In contrast, immutable collections are used more with functional programming, where instead of modifying the existing collection, an entirely new collection is created.

val immutableMap1 = immutable.Map(1 -> "One")
immutableMap1 += (2 -> "Two") // ERROR: += not supported
val immutableMap2 = immutableMap1 + (2 -> "Two")
println(immutableMap1) // Output: Map(1 -> One)
println(immutableMap2) // Output: Map(1 -> One, 2 -> Two)

It also interesting that Scala collections are usually not compatible with their Java namesakes. However, Scala does provide conversion methods:

val jList = List(1, 2, 3).asJava

Implicitly Shortening Your Code

Another road block I encountered was learning about implicit values in Scala. When declared as implicit, a value doesn’t need to be explicitly passed into a method, therefore reducing the amount of boilerplate code.

For example, if I declare a value in the following way:

implicit val database = new DbConnection()

and if I have methods that accept an object of type DbConnection:

def readData(colName: String)(implicit dbConn: DbConnection) = {
...
}

Then I can call a method without explicitly passing in that parameter:

readData("myColumn")   // compiles correctly!

The benefit here is we avoid the excessive boilerplate code associated with passing the same parameters to a large number of method calls. Imagine having many different calls to readData(), as well as calls to writeData() and flushData() that all require the sameDbConnection object. The code is much shorter with implicits!

Scala also has implicit classes, effectively allowing new methods to be added to existing classes, somewhat like Ruby’s “monkey patching”.

And There’s More…

Even after six months of programming in Scala, I’m continuing to learn more great things about the language.
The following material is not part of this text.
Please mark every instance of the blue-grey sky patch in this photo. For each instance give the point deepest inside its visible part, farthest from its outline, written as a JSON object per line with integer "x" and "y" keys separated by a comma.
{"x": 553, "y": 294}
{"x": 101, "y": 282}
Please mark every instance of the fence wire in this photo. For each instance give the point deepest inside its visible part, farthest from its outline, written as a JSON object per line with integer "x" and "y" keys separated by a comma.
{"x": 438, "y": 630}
Each time I wrap my mind around the Scala way of doing things, I’m glad I made the effort.

Here are some other concepts I’ve learned:

  • Case Classes - A fast and simple way to create compound immutable values. For example: Person("John", "Brown")
  • Case Statements - An improvement over traditional switch statements, allowing pattern matching based on data types, as well as matching case class values. For example: case p: Person => println("Matched Person")
  • Lazy Evaluation - Evaluates a potentially complex expression only when the value is actually needed.
  • Streaming Data - Allows data to be processed as it’s being generated, or as it arrives from the network or a database, rather than waiting until it’s fully in memory.
  • Some and None - A replacement for “null pointers”, allowing the absence of data to be indicated in a type-safe way. Whereas invoking.map on a null value causes an exception, None.map(...) safely returns an empty list.
  • The Either class - Allows a choice of two different return types in a single return value. Often used to indicate a success value, or alternatively an error message.
  • Futures - Allows segments of code to execute asynchronously. Somewhat like creating a new thread, but with a more elegant programming style.
  • The Play Framework - A fully-fledged web application framework, similar to Ruby on Rails, or Django.

And the list goes on… rather than repeating all the literature, I highly recommend you read Learning Scala for a gentle introduction, and then Scala Cookbook for more detail. Finally, once you’re up to speed, Scala’s own documentation is an excellent resource.

Summary

As I mentioned at the start of this blog post, Scala can be an intimidating language at first, and your ramp-up time is definitely impacted by your previous language experience. In the end, I’m glad I took the time to read the books and take on Scala projects, as I’m now able to benefit from everything Scala has to offer. This is especially true about the world of high-performance computing, including data analytics.